Technological improvements can unlock new opportunities, reduce transaction costs and render geographical distances inappropriate. Regulations have to, however, maintain but not stifle innovation whilst avoiding systemic dangers and shielding customers.

Instability in Somalia and other African countries have resulted in negative perceptions of Africa and reinforced Afro-pessimist myths. For Africa to grow, we have to be united and talk in one voice.

Kibet Benard, via email

Failure to meet two-thirds gender rule has proved costly

We all saw the efforts that those seeking political seats put in during the August 8 General Election.

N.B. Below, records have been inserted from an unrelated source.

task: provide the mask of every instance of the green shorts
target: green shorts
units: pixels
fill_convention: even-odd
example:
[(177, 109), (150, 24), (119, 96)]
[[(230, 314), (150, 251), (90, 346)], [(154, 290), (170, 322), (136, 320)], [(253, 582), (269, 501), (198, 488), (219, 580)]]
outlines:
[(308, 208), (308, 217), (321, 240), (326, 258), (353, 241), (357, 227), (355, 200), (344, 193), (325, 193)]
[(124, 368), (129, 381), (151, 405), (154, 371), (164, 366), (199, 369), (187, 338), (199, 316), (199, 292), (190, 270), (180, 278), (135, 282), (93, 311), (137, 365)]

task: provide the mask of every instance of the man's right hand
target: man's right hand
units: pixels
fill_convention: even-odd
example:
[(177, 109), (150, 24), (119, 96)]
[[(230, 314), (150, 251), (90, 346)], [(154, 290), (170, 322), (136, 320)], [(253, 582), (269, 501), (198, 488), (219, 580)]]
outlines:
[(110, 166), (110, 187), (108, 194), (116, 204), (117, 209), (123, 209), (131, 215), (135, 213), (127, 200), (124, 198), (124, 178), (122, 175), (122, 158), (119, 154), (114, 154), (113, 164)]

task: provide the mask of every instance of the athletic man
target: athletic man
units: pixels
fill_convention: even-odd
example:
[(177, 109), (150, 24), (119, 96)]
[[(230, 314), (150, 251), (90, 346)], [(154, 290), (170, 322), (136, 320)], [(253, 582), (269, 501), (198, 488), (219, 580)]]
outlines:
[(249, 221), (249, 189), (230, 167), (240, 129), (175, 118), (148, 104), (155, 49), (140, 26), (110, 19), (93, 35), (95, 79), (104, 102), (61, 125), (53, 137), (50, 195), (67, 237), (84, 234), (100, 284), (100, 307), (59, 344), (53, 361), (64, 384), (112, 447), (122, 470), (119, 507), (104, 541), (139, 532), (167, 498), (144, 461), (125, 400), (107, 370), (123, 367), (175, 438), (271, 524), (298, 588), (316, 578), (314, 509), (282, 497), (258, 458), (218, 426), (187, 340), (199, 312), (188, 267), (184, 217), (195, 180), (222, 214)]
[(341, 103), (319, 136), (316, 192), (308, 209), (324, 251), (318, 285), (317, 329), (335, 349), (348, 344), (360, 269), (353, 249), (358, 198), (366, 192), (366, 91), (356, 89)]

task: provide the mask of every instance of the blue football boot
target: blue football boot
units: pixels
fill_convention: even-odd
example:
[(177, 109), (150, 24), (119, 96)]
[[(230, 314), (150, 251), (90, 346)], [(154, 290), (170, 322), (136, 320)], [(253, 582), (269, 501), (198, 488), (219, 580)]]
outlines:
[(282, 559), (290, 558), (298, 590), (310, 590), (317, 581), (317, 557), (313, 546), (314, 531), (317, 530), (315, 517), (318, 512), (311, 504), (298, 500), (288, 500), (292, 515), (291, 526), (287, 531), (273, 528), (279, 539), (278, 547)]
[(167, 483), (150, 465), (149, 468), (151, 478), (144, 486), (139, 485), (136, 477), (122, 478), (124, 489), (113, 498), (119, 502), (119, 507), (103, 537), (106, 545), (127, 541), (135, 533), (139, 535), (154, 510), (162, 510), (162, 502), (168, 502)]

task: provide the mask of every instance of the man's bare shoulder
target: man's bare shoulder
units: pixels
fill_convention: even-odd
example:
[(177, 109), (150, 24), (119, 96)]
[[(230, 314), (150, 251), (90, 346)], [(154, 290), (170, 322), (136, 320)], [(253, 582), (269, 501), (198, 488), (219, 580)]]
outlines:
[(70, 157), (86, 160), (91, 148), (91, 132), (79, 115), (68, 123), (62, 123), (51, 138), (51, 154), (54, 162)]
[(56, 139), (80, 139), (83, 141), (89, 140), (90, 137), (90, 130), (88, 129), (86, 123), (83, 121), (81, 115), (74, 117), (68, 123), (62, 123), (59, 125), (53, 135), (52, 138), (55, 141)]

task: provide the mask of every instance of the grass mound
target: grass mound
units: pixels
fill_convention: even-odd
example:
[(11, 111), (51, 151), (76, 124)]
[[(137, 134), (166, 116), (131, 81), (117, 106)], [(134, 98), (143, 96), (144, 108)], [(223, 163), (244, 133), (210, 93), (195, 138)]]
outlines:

Though women voters are said to be more than men, they did not deem women vying for member of county assembly seats as being worthy to be voted for. As a result and just like in 2013, we will have another bunch of nominated MCAs totalling about 700, many of them women, due to failure to meet the two-thirds gender rule in the Constitution.

This will come at a cost of Sh2 billion per year in salaries for the nominated MCAs. Now, there is the other role of the Independent Electoral and Boundaries Commission that is rarely discussed; boundaries setting. I think they are required by law to increase the constituencies and the wards every ten years, after the national census has been carried out.

If I am right, the next national census will be done in 2019 after which the IEBC will increase the constituencies and the wards. It is a given fact that Kenyan women are not in a hurry to start voting for the womenfolk in large numbers, for many years to come.

So we will continue to witness increasing numbers of nominated MCAs, the bulk of them women.